When Baba had ambled home from the Arz five years ago—months after his disappearance—the first thing Zafira had noticed was his state. His clothes were torn and tattered, shoulders hunched. By the time she saw the blood and understood the expression on his face, he was already moving for her. Readying to attack the very same daughter he had ventured into the Arz to save.
Moments later, he was dead, killed by—
“Okht?”
Zafira flinched. “Sorry. I’m sorry,” she said to Lana quickly. She tucked the frayed blanket around her sister’s shoulders, stomach clenching at the bones that jutted more sharply than they had one moon ago. “Get some sleep. Umm might start any moment now.”

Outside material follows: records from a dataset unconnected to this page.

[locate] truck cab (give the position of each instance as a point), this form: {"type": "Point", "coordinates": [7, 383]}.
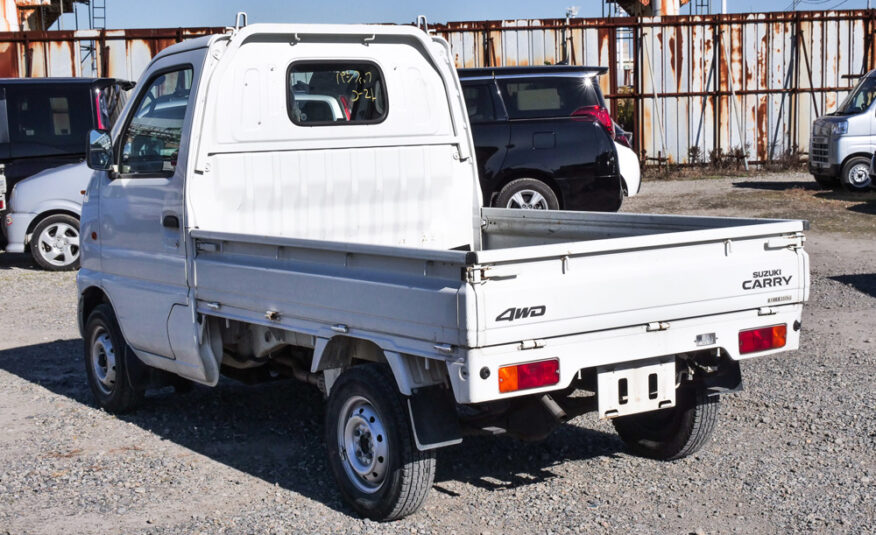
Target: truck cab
{"type": "Point", "coordinates": [842, 142]}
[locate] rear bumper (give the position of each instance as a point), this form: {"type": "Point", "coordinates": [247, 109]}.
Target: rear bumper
{"type": "Point", "coordinates": [580, 351]}
{"type": "Point", "coordinates": [594, 194]}
{"type": "Point", "coordinates": [15, 225]}
{"type": "Point", "coordinates": [824, 170]}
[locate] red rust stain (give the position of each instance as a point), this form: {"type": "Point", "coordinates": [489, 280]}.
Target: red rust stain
{"type": "Point", "coordinates": [9, 60]}
{"type": "Point", "coordinates": [680, 49]}
{"type": "Point", "coordinates": [762, 133]}
{"type": "Point", "coordinates": [762, 63]}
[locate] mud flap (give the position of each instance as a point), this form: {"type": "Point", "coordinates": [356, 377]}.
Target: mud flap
{"type": "Point", "coordinates": [433, 418]}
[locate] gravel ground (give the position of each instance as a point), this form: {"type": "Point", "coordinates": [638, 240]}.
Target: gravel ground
{"type": "Point", "coordinates": [794, 452]}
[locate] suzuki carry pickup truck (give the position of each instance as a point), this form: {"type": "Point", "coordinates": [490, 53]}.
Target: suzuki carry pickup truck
{"type": "Point", "coordinates": [236, 227]}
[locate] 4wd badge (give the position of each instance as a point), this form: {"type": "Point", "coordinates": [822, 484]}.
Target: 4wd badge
{"type": "Point", "coordinates": [522, 313]}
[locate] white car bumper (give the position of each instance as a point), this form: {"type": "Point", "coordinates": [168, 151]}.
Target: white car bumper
{"type": "Point", "coordinates": [15, 229]}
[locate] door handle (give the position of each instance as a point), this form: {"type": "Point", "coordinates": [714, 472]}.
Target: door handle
{"type": "Point", "coordinates": [170, 221]}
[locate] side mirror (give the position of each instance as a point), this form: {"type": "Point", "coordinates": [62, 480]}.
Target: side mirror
{"type": "Point", "coordinates": [100, 150]}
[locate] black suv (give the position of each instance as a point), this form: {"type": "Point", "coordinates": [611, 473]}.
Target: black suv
{"type": "Point", "coordinates": [544, 138]}
{"type": "Point", "coordinates": [44, 122]}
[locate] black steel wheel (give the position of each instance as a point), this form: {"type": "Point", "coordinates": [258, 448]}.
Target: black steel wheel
{"type": "Point", "coordinates": [673, 433]}
{"type": "Point", "coordinates": [372, 453]}
{"type": "Point", "coordinates": [107, 363]}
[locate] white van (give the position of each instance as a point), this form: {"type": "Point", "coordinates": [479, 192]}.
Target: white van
{"type": "Point", "coordinates": [842, 142]}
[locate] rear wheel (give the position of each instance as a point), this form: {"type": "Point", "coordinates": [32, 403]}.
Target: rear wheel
{"type": "Point", "coordinates": [107, 358]}
{"type": "Point", "coordinates": [856, 174]}
{"type": "Point", "coordinates": [55, 243]}
{"type": "Point", "coordinates": [528, 193]}
{"type": "Point", "coordinates": [371, 449]}
{"type": "Point", "coordinates": [673, 433]}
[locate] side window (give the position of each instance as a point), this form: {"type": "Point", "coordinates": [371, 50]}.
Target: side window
{"type": "Point", "coordinates": [150, 144]}
{"type": "Point", "coordinates": [325, 93]}
{"type": "Point", "coordinates": [48, 121]}
{"type": "Point", "coordinates": [479, 103]}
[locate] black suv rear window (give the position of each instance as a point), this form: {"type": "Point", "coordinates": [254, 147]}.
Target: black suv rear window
{"type": "Point", "coordinates": [48, 120]}
{"type": "Point", "coordinates": [557, 96]}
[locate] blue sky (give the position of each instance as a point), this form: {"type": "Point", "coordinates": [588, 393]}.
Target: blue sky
{"type": "Point", "coordinates": [188, 13]}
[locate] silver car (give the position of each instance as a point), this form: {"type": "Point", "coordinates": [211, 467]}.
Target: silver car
{"type": "Point", "coordinates": [843, 142]}
{"type": "Point", "coordinates": [44, 215]}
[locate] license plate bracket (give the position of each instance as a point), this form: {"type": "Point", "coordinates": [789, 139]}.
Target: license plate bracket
{"type": "Point", "coordinates": [634, 387]}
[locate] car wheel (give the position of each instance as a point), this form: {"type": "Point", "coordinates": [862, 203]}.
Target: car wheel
{"type": "Point", "coordinates": [371, 448]}
{"type": "Point", "coordinates": [856, 174]}
{"type": "Point", "coordinates": [826, 181]}
{"type": "Point", "coordinates": [528, 193]}
{"type": "Point", "coordinates": [107, 363]}
{"type": "Point", "coordinates": [55, 243]}
{"type": "Point", "coordinates": [673, 433]}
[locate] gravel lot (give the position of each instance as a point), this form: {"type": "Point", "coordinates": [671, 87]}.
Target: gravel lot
{"type": "Point", "coordinates": [794, 451]}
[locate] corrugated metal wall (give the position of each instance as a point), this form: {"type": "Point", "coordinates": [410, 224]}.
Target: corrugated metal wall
{"type": "Point", "coordinates": [729, 81]}
{"type": "Point", "coordinates": [117, 53]}
{"type": "Point", "coordinates": [753, 81]}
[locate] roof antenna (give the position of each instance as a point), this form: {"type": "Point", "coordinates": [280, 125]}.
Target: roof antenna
{"type": "Point", "coordinates": [240, 20]}
{"type": "Point", "coordinates": [422, 23]}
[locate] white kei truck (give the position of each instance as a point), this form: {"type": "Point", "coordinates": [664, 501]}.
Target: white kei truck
{"type": "Point", "coordinates": [302, 201]}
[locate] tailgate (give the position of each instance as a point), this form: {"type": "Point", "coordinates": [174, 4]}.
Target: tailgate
{"type": "Point", "coordinates": [643, 280]}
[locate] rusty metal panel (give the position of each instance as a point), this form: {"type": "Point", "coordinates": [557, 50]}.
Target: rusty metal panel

Her words were followed by a soft keening from Umm’s room. Something propelled Zafira forward—instinct, perhaps—before she remembered Baba’s glassy eyes, blood stretching a horizon across his chest. She clenched her teeth and dug in her heels.
“So much for that.” Oblivious, Lana shoved the blanket away with a scrunch of her nose. “Is the trek to Sharr really the day after tomorrow?”
Zafira looked away. “Yes.”
Lana’s disappointment was a fist to her stomach, and she forced herself to meet those eyes. Baba’s eyes, earnest and ancient.
“I’m sorry, Lana.”
“Will you take someone with you?” she asked, and glanced wistfully at the novel tucked under her blanket before adding, “A safi would be a good ally to have on your side.”
“I don’t know who’s going. I don’t even know if this is real. But you and I both know that safin don’t care about us.”
The so-called great safin—with their pointed ears, heightened abilities, and endless lives—had abandoned Arawiya when the people needed them most. The caliphates had relied on magic the way a drunk man relied on his glass—except for Alderamin. And now that magic was gone, the safin lived as fine a life as they had before, selfishly hoarding their resources and turning their noses from Arawiya’s suffering.
“Maybe they want to help but can’t,” Lana said. “They have the Wastes on one side and the Arz on the other.”